What changed on 1 July, in cents

Finland has moved data centres out of its reduced electricity tax category II and into the general category I, effective 1 July 2026. The reduced band charged 0.05 cents per kilowatt-hour; the general band charges 2.24 cents. That is a 2.19-cent increase on every kilowatt-hour a facility draws, a roughly 45-fold rise, and for a load that runs flat out around the clock it compounds fast.

The government frames it as a revenue and fairness measure: it expects about 47 million euros a year in additional electricity tax at 2026 levels, and because the change lands mid-year the 2026 figure is closer to 23.5 million. The decision was taken back in October 2025, so operators have had the date circled. What they did not get was certainty on relief.

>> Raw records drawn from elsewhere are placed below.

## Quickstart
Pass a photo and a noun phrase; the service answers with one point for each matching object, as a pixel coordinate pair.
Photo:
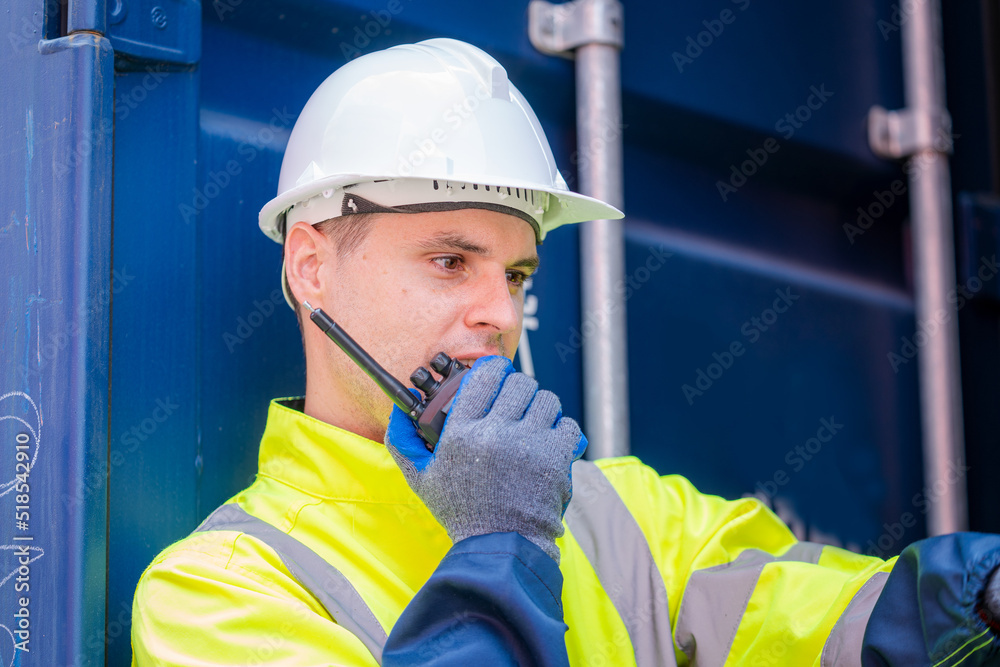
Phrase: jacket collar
(326, 461)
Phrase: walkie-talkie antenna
(392, 387)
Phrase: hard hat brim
(567, 208)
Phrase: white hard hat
(429, 126)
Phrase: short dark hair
(347, 232)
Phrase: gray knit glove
(503, 461)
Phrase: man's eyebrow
(528, 263)
(452, 240)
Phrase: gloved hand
(503, 461)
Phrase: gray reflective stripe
(716, 597)
(326, 583)
(617, 550)
(843, 646)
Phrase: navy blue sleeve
(931, 609)
(494, 600)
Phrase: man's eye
(516, 278)
(449, 263)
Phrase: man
(414, 189)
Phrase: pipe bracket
(557, 29)
(899, 134)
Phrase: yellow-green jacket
(648, 563)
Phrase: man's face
(420, 284)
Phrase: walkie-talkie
(430, 413)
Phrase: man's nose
(493, 307)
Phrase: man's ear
(307, 250)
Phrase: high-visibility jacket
(654, 572)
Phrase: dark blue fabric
(928, 612)
(494, 600)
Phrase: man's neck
(329, 407)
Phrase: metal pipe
(934, 275)
(602, 251)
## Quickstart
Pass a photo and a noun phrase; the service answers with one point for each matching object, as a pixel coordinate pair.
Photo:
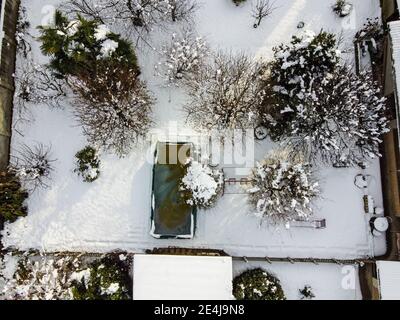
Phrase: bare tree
(181, 58)
(261, 10)
(226, 93)
(282, 188)
(33, 165)
(339, 121)
(135, 17)
(112, 106)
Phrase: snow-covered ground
(114, 211)
(328, 281)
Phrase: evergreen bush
(12, 197)
(109, 280)
(257, 284)
(77, 46)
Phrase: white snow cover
(114, 211)
(389, 279)
(167, 277)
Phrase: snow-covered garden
(95, 91)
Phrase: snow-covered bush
(33, 165)
(42, 278)
(105, 279)
(282, 189)
(183, 57)
(257, 284)
(342, 8)
(78, 46)
(226, 93)
(341, 118)
(88, 164)
(12, 196)
(136, 17)
(201, 186)
(372, 29)
(303, 63)
(114, 107)
(306, 293)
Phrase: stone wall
(7, 69)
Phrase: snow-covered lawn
(114, 211)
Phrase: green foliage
(75, 46)
(12, 197)
(109, 280)
(307, 59)
(306, 293)
(257, 284)
(88, 164)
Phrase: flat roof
(389, 279)
(169, 277)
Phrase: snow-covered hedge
(43, 278)
(257, 284)
(105, 279)
(282, 189)
(76, 46)
(201, 186)
(342, 8)
(67, 277)
(320, 107)
(88, 164)
(303, 62)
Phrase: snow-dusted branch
(261, 10)
(33, 165)
(183, 57)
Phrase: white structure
(168, 277)
(389, 279)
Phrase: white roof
(389, 279)
(168, 277)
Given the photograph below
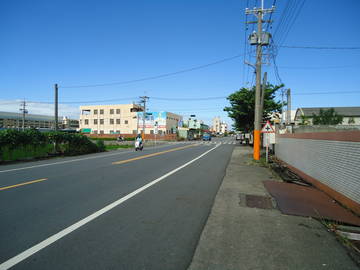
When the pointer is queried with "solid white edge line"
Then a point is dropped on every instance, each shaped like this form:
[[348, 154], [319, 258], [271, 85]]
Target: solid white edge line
[[27, 253], [73, 160]]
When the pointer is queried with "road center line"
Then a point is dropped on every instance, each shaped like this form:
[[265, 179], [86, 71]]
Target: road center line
[[27, 253], [152, 155], [68, 161], [23, 184]]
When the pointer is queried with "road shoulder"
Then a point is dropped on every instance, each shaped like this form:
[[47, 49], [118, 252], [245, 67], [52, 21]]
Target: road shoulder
[[239, 237]]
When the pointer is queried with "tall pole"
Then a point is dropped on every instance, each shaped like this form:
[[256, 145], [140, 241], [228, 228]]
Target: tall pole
[[24, 111], [288, 115], [56, 107], [258, 12], [257, 123], [263, 87], [143, 100]]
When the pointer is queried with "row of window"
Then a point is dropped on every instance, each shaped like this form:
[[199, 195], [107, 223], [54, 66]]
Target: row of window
[[160, 132], [112, 111], [102, 121]]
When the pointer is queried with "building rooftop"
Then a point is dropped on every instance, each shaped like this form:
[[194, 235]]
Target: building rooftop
[[344, 111], [33, 117]]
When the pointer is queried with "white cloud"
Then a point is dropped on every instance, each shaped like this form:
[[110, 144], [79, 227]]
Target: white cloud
[[40, 108]]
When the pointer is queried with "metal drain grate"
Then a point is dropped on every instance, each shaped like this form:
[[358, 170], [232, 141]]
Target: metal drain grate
[[255, 201]]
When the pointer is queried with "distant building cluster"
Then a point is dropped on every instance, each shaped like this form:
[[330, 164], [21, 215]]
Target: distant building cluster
[[219, 126], [10, 120]]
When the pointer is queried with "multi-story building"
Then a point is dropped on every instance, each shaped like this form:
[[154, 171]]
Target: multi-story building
[[216, 127], [223, 128], [219, 126], [15, 120], [126, 119]]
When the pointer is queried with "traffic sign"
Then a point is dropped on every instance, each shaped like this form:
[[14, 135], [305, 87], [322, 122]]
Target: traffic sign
[[268, 128]]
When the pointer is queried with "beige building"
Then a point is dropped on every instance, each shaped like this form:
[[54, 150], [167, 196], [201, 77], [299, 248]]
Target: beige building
[[125, 119], [216, 127], [223, 128], [219, 126]]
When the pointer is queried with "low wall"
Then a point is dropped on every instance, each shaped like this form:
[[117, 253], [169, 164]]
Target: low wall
[[329, 160]]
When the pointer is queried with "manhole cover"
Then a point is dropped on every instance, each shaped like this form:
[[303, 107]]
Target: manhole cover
[[256, 201]]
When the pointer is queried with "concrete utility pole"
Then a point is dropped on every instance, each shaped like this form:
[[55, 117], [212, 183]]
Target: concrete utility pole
[[56, 108], [288, 115], [143, 100], [263, 87], [24, 111], [259, 42]]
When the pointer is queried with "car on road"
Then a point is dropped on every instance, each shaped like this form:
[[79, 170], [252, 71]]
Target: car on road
[[206, 137]]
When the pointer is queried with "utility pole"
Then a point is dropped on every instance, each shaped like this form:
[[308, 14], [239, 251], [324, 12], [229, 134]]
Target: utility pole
[[263, 87], [288, 115], [56, 107], [259, 39], [24, 111], [143, 100]]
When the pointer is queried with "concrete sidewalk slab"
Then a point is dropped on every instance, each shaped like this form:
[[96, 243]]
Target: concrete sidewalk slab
[[238, 237]]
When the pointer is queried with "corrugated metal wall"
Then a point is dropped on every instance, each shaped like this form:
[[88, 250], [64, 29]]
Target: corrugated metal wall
[[333, 163]]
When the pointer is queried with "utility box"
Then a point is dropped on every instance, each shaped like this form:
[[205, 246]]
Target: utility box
[[253, 39], [265, 39]]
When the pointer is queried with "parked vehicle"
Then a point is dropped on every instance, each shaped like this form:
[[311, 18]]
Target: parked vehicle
[[206, 137]]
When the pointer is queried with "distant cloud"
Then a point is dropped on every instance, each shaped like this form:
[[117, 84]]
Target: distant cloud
[[39, 108]]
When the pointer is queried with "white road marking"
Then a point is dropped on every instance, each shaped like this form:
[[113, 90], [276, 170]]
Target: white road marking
[[43, 244], [73, 160]]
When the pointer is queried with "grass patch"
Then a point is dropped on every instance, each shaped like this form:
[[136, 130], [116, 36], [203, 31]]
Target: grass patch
[[114, 147], [26, 152]]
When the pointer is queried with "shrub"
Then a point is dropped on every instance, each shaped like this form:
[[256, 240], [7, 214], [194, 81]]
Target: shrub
[[101, 146]]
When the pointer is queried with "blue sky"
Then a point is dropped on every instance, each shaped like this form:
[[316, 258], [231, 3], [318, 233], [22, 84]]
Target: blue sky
[[91, 42]]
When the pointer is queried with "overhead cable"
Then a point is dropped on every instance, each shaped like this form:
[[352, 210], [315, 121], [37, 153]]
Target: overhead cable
[[157, 76]]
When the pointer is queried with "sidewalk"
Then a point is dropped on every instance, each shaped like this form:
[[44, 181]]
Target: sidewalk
[[239, 237]]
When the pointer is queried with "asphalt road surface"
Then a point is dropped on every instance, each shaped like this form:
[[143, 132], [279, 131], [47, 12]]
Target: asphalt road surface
[[114, 210]]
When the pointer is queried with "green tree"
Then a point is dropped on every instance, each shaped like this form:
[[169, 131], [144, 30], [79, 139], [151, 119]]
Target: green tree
[[242, 106], [327, 117]]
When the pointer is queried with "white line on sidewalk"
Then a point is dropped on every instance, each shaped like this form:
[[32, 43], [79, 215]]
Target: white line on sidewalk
[[27, 253]]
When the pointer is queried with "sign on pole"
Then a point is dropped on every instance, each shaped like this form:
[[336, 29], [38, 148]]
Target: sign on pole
[[268, 128]]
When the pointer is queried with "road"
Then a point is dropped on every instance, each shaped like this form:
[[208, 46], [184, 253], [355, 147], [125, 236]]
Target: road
[[114, 210]]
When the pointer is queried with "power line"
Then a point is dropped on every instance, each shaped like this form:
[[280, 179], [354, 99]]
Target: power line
[[187, 99], [319, 67], [318, 47], [157, 76], [327, 93]]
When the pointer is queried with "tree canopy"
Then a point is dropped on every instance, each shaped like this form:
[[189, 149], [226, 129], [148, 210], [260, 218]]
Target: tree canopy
[[242, 106]]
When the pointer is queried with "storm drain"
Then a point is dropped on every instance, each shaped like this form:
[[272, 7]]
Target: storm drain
[[255, 201]]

Why Google and XTX hit pause

The clearest signal came from the buyers. Google, which acquired roughly 1,400 hectares in Kajaani and Muhos in late 2024 for a development it valued in the billions, has said it had not made a final investment decision and stressed that regulatory stability and predictable operating conditions are what it weighs. In plain terms, a 45-fold tax swing is exactly the kind of surprise that stalls a board sign-off. The trading firm XTX Markets, which had signed for a second Finnish site, said the increase would feed into its longer-term investment roadmap.

Finland is trying to close the door it just opened. The government says it will prepare a subsidy scheme based on a national data-centre roadmap, targeted for autumn 2026, but has capped that support at the current level of electricity tax subsidy. So the tax rises now, in full, while any offset arrives later, partial, and conditional. For a capital-intensive build with a multi-decade horizon, that ordering is the problem.

The Nordic siting map just redrew

The owner-level question is not whether Finland is still attractive in the abstract, but whether it is still the cheapest Nordic megawatt for a workload that never sleeps. Finland won a wave of AI capacity on abundant land, cold air and cheap firm power; the power was the pitch. Sweden and Norway keep industrial and data-centre electricity lightly taxed, so a hyperscaler comparing a 200-megawatt AI campus across the region now sees a Finnish line item measured in millions of euros a year that its neighbours do not carry.

The lesson for anyone siting compute in Europe is that the grid connection and the tax jurisdiction are now the same decision. A cheap kilowatt-hour of generation can be undone by the band it is taxed in, and that band can change on a government's fiscal timetable, not yours. Finland bet 47 million euros of annual revenue that its other advantages hold. Operators will answer that bet one build at a time, and the first answer, from the largest buyer, was to wait.